ImPart: Importance-Aware Delta-Sparsification for Improved Model Compression and Merging in LLMs
Yan Yang, Yixia Li, Hongru Wang, Xuetao Wei, Jianqiao Yu, Yun Chen, Guanhua Chen
TL;DR
ImPart introduces an importance-aware delta-sparsification framework that uses singular value decomposition to allocate sparsity across singular vectors according to their importance, preserving task-specific knowledge at high compression. The method includes a principled sparsity allocation strategy, a theoretical justification for unbiased reconstruction, and practical integrations with delta-quantization (ImPart-Qt) and model merging (TA and TIES). Empirical results across mathematics, code generation, and chat tasks show ImPart achieving state-of-the-art delta sparsification, with about $2\times$ higher compression at the same performance and improved results when combined with quantization and merging. The work demonstrates strong potential for deploying and merging many fine-tuned LLMs in resource-constrained environments, while outlining limitations and avenues for future improvements such as layer-wise sparsification and validation-set dependence.
Abstract
With the proliferation of task-specific large language models, delta compression has emerged as a method to mitigate the resource challenges of deploying numerous such models by effectively compressing the delta model parameters.

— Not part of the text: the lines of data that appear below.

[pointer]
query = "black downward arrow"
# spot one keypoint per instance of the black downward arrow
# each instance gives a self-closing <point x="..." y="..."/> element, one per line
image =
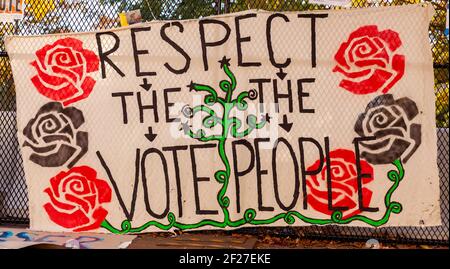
<point x="281" y="74"/>
<point x="150" y="136"/>
<point x="146" y="85"/>
<point x="285" y="124"/>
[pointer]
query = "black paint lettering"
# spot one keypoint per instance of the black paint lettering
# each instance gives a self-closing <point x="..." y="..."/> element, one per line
<point x="137" y="52"/>
<point x="278" y="96"/>
<point x="240" y="40"/>
<point x="168" y="105"/>
<point x="275" y="176"/>
<point x="313" y="34"/>
<point x="128" y="214"/>
<point x="198" y="179"/>
<point x="174" y="150"/>
<point x="302" y="94"/>
<point x="238" y="173"/>
<point x="153" y="106"/>
<point x="287" y="62"/>
<point x="123" y="96"/>
<point x="260" y="82"/>
<point x="144" y="183"/>
<point x="205" y="43"/>
<point x="104" y="55"/>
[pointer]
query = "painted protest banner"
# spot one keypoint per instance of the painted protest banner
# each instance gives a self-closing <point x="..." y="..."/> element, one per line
<point x="11" y="10"/>
<point x="245" y="119"/>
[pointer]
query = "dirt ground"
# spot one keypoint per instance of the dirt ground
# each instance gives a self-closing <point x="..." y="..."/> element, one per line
<point x="219" y="239"/>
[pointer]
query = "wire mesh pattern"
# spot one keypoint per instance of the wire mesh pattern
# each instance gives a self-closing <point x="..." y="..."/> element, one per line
<point x="59" y="16"/>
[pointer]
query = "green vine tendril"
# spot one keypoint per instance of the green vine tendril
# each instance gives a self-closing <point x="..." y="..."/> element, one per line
<point x="231" y="125"/>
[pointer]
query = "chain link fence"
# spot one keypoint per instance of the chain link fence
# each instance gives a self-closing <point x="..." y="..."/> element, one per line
<point x="57" y="16"/>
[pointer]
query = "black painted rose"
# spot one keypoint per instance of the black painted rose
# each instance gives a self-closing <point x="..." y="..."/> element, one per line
<point x="391" y="123"/>
<point x="54" y="136"/>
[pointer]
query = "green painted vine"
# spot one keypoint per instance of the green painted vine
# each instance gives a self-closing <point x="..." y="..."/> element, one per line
<point x="231" y="125"/>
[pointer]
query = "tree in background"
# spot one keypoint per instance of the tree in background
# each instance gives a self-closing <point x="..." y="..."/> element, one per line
<point x="54" y="16"/>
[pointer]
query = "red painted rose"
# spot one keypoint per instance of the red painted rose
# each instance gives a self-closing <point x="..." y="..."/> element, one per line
<point x="76" y="199"/>
<point x="369" y="62"/>
<point x="62" y="71"/>
<point x="343" y="183"/>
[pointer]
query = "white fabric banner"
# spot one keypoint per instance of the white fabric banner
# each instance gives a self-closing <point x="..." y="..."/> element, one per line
<point x="245" y="119"/>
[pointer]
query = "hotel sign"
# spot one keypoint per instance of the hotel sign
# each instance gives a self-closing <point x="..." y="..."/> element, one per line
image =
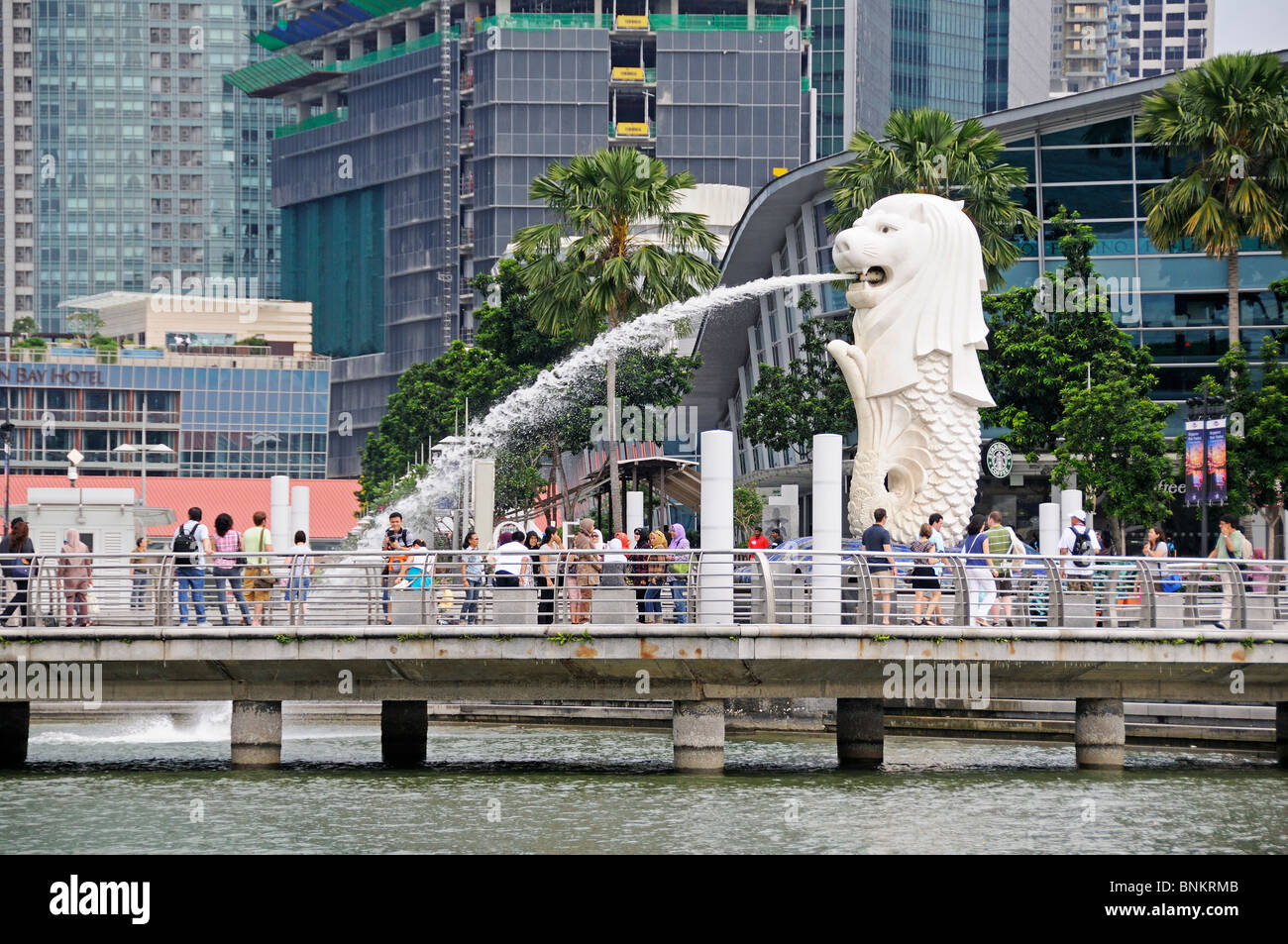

Previous delta-sparsification methods either remove parameters randomly or truncate singular vectors directly after singular value decomposition (SVD). However, these methods either disregard parameter importance entirely or evaluate it with too coarse a granularity. In this work, we introduce ImPart, a novel importance-aware delta sparsification approach. Leveraging SVD, it dynamically adjusts sparsity ratios of different singular vectors based on their importance, effectively retaining crucial task-specific knowledge even at high sparsity ratios. Experiments show that ImPart achieves state-of-the-art delta sparsification performance, demonstrating $2\times$ higher compression ratio than baselines at the same performance level. When integrated with existing methods, ImPart sets a new state-of-the-art on delta quantization and model merging.